The truth is, calling out somebody else’s mess is easier than confronting our own. It’s a distraction. A defense mechanism. A way to avoid doing the work on ourselves.

It’s comfortable to sit in the judge’s seat and act like we’ve got it all figured out. But the moment we actually turn that lens inward, things get real uncomfortable, real quick.

We see someone drowning in their mistakes and instead of helping, we criticize. But the second we start slipping under the waves, we want people to have grace for us.

We roll our eyes at someone else’s bad habits, but we got habits just as toxic—we just cover them up better.

We call out someone else’s poor decision-making, but when we make the same kind of mistakes, we come up with a thousand excuses for why it was different for us.

We justify. We defend. We deflect. And we keep right on moving like we didn’t just do the same thing we judged somebody else for last week.

It’s a cycle. A dangerous one. And it keeps us spiritually stuck.


The Log in Your Own Eye is Holding You Back

Imagine trying to fix somebody’s vision while you’re half-blind yourself. That’s exactly what happens when we spend all our energy judging, correcting, and critiquing others—while ignoring our own personal wreckage.

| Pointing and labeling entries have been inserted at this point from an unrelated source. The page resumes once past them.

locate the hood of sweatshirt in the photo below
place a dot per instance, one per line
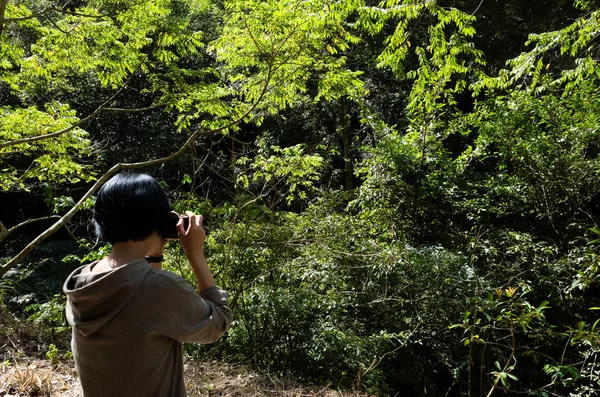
(94, 298)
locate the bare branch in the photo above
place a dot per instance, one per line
(4, 232)
(126, 166)
(134, 110)
(64, 130)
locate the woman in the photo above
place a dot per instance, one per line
(130, 317)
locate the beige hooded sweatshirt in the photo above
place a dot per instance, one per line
(129, 325)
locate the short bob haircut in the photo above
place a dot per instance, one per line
(131, 206)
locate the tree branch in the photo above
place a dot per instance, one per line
(65, 130)
(126, 166)
(134, 110)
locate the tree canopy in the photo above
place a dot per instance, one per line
(402, 196)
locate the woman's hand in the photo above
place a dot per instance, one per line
(192, 239)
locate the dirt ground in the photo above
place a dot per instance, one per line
(37, 377)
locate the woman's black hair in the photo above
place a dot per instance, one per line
(131, 206)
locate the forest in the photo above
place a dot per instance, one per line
(402, 197)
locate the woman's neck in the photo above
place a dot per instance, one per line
(123, 253)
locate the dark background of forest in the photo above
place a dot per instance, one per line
(358, 250)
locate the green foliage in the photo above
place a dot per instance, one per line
(461, 260)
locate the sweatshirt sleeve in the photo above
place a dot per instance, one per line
(193, 317)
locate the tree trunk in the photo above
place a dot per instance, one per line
(346, 142)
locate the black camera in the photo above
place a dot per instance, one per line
(171, 232)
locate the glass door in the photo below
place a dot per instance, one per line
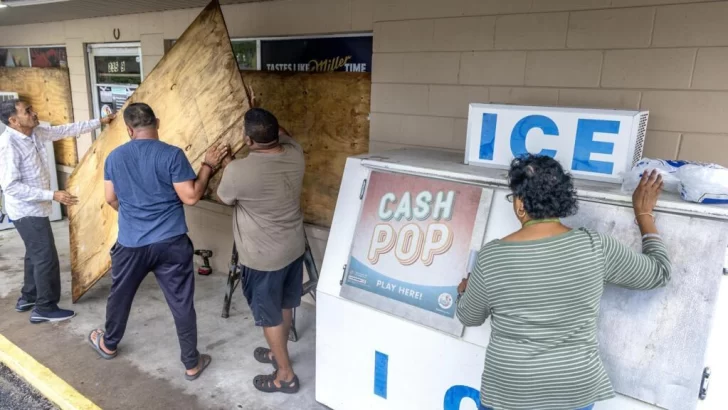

That log in your eye? It’s blocking your growth.

That log in your eye? It’s keeping you from seeing God clearly.

That log in your eye? It’s pushing people away because your hypocrisy is louder than your advice.

Nobody takes wisdom seriously from someone who refuses to apply it to their own life. Nobody wants to hear a lecture on discipline, accountability, or humility from someone who refuses to check themselves first.

If you’re not willing to do the work on your own life, then what business do you have trying to run a workshop on somebody else’s?


How to Take the Log Out of Your Own Eye

The first step? Admit that it’s there.

Self-awareness is the real flex. It takes maturity, wisdom, and humility to look in the mirror and say, “I’ve been wrong before. I’ve made bad choices. I’ve hurt people too.”

Instead of using all that energy watching and critiquing others, turn it inward. Ask yourself some hard questions:

  • Am I guilty of the same thing I judge others for?
  • Do I have blind spots that I’m ignoring because it’s easier to focus on other people’s flaws?
  • Am I truly helping people grow or just making myself feel better by tearing them down?
  • When I give advice, am I also willing to take it?

The moment you start asking those kinds of questions, your perspective shifts. Instead of looking down on people, you start looking within. Instead of pointing fingers, you start checking your own reflection.

You start operating from grace, not judgment. From wisdom, not ego. From a place of genuine growth, not self-righteousness.


When You Remove Your Own Log, You Can Actually Help Others

Jesus didn’t say, “Ignore the speck in your brother’s eye.” He said, “First take the log out of your own eye, and THEN you’ll see clearly to help your brother.”

The goal isn’t to stay silent about things that need to be corrected—it’s to make sure you’ve corrected yourself first.

You can’t help someone heal if you refuse to acknowledge your own wounds.

You can’t preach about character if yours is still under construction.

You can’t lead others if you haven’t let God lead you first.

But when you handle your own business first—when you deal with your own baggage, your own brokenness, your own areas of struggle—then and only then can you speak with real authority.

Then, when you do offer advice, it comes from a place of humility instead of superiority.

Then, when you call someone higher, it’s not from a pedestal, but from a place of genuine love and experience.

Then, when you correct someone, you can do it without hypocrisy, because you’ve done the hard work of correcting yourself first.


Final Thought: Clean Your Own House First

If you don’t want someone else telling you how to live your life while ignoring their own mess, then don’t be that person to others.

Before you call somebody out, ask yourself if you’ve checked your own reflection lately.

Before you criticize a decision, ask yourself if your own track record is spotless.

Before you try to take that speck out of somebody’s eye, make sure you’re not swinging a whole log around.

Because real wisdom, real credibility, real leadership? It starts in the mirror.